Magura: I see from your gallery (awesome work BTW) that you made an inductor winding tool – perhaps I’ll flatter you by copying the idea :emoticon:. Alternatively, I once made some 4½” voice coils on slit eight-inch thick aluminum formers for an infra-bass experiment. I suppose I could stack up 8 or 10 layers and call them inductors.

gearheaddruid: Thanks for the offer! The plates are 18” x 28” x ¼” (perhaps a hare too wide), but when we get to the heatsinks for the top chassis I might give you a call… BTW, I‘ll PM you regarding those cool speaker connectors.

-Casey Walsh
Pass monster cnc.

Smarmy, I have access to machines up to 60x120 inch travels! The machine in our showroom is 25 x50 travel. No problem for the larger pieces. I also have connections with a couple of plating and powder coat shops if that would help.

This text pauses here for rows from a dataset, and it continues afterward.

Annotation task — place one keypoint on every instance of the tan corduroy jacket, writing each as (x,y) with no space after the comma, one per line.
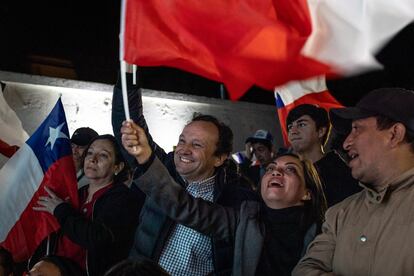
(369,233)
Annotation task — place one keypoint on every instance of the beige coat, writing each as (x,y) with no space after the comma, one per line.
(369,233)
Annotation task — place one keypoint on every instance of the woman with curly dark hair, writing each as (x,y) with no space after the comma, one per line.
(101,232)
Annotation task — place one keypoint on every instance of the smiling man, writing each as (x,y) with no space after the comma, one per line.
(199,165)
(371,233)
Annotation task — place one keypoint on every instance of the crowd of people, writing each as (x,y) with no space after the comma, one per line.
(303,210)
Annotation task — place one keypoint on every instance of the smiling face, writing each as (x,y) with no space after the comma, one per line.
(77,152)
(194,155)
(366,146)
(262,153)
(303,134)
(99,164)
(283,184)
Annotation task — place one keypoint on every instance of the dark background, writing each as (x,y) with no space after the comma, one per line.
(79,40)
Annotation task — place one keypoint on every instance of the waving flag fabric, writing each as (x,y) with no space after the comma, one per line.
(239,43)
(12,134)
(347,34)
(44,160)
(261,42)
(312,91)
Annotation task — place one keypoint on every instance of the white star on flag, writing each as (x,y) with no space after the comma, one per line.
(54,134)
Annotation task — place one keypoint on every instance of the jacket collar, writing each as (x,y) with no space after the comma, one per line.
(399,182)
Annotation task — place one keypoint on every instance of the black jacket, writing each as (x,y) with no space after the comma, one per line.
(155,226)
(108,236)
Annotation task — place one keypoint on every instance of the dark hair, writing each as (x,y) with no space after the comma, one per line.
(122,176)
(315,207)
(318,115)
(384,122)
(140,266)
(225,139)
(6,261)
(66,266)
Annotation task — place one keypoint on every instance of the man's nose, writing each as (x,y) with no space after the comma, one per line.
(348,142)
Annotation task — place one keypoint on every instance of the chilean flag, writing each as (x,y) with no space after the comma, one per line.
(263,42)
(311,91)
(44,160)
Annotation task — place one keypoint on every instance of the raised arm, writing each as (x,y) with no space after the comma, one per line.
(203,216)
(136,113)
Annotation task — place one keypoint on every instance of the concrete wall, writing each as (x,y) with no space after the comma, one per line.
(89,104)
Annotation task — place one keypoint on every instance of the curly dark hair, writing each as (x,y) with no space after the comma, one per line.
(123,175)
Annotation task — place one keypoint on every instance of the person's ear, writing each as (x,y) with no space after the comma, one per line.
(307,196)
(119,168)
(397,134)
(220,160)
(322,131)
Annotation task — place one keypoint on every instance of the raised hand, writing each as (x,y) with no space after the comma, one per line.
(135,142)
(48,203)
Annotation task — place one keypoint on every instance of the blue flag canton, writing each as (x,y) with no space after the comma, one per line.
(50,141)
(279,101)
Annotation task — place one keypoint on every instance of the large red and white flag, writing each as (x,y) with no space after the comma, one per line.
(45,160)
(239,43)
(12,134)
(311,91)
(261,42)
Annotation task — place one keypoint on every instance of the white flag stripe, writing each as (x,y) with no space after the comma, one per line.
(16,190)
(12,131)
(294,90)
(347,34)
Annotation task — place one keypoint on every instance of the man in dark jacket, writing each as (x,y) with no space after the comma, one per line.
(308,129)
(260,145)
(199,165)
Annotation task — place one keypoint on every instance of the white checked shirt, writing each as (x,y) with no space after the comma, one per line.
(187,252)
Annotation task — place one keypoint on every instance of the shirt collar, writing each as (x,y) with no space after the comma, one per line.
(393,184)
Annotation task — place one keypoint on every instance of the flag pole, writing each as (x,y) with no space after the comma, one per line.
(123,64)
(134,74)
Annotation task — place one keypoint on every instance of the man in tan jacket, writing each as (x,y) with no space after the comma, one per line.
(372,232)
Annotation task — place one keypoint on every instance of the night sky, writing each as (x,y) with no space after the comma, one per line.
(87,37)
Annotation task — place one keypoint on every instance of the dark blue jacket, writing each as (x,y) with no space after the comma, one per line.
(155,226)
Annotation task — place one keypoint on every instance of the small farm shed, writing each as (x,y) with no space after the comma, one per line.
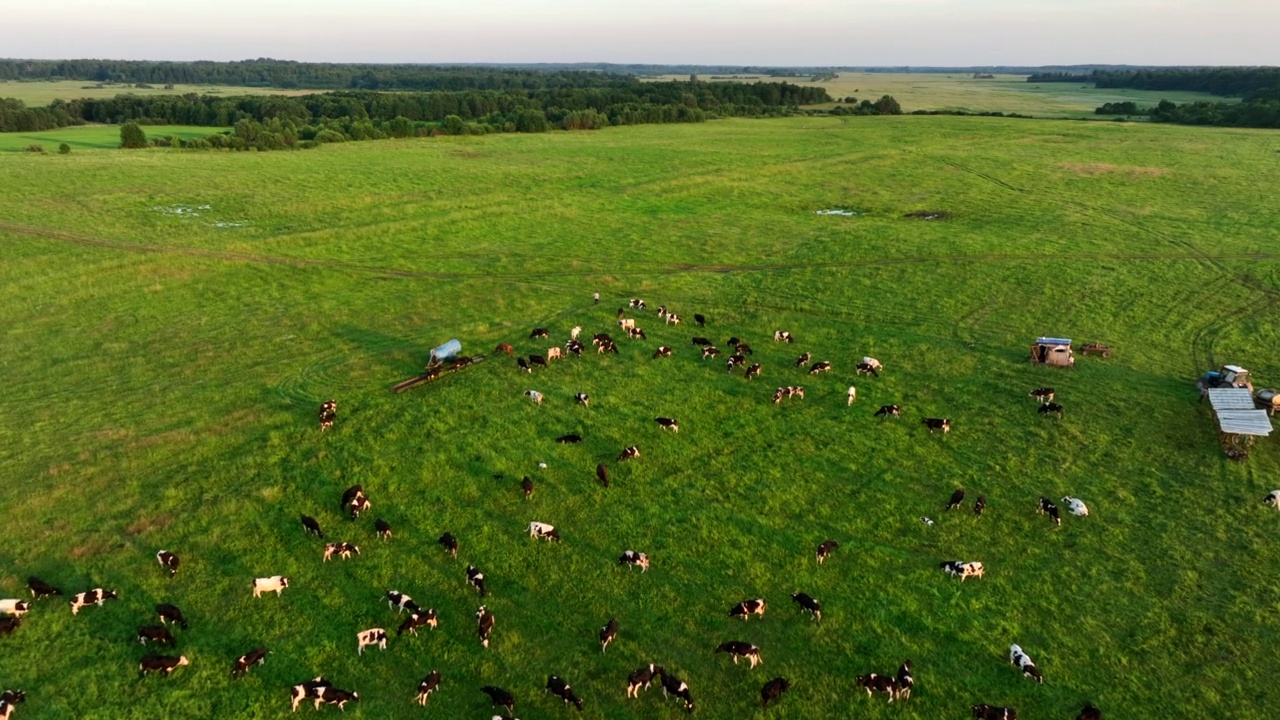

Killowattski, I am a regional service engineer for Haas. Unfortunately, I do not have any real perks other than the use of demo machines and I have a big van to drive. ( The motorcycles fit well on weekends!) I have assembled the complete controls for a machine buying broken parts on EBAY and repairing them. I am getting ready to retrofit this on my lathe so I will have cnc there also! It will be a joy cutting threads electronically. I am also working out live tooling for same machine. I can redrill car axles and such a lot easier that way. Regards, Steve

Still, I have an Enco mill drill that I use for stuff at home (DIY stuff). A neighbor owns a machine shop and I learned on one of his old Bridgeports. It had DRO though. Oh boy, do I love DRO. It makes it a lead pipe cinch. He used to let me come in on Saturdays to do my DIY stuff and in turn I wrote some G Code for him. I bought a Mill Drill because I didn't want to wear out my welcome. One day when he gets rid of the old Bridgeport I will be knocking at his door with a rigger and a fist full of cash. The machine is really taken care of and the ways show no sign of wear. When and if that ever happens, I would love to turn my Enco into a CNC mill.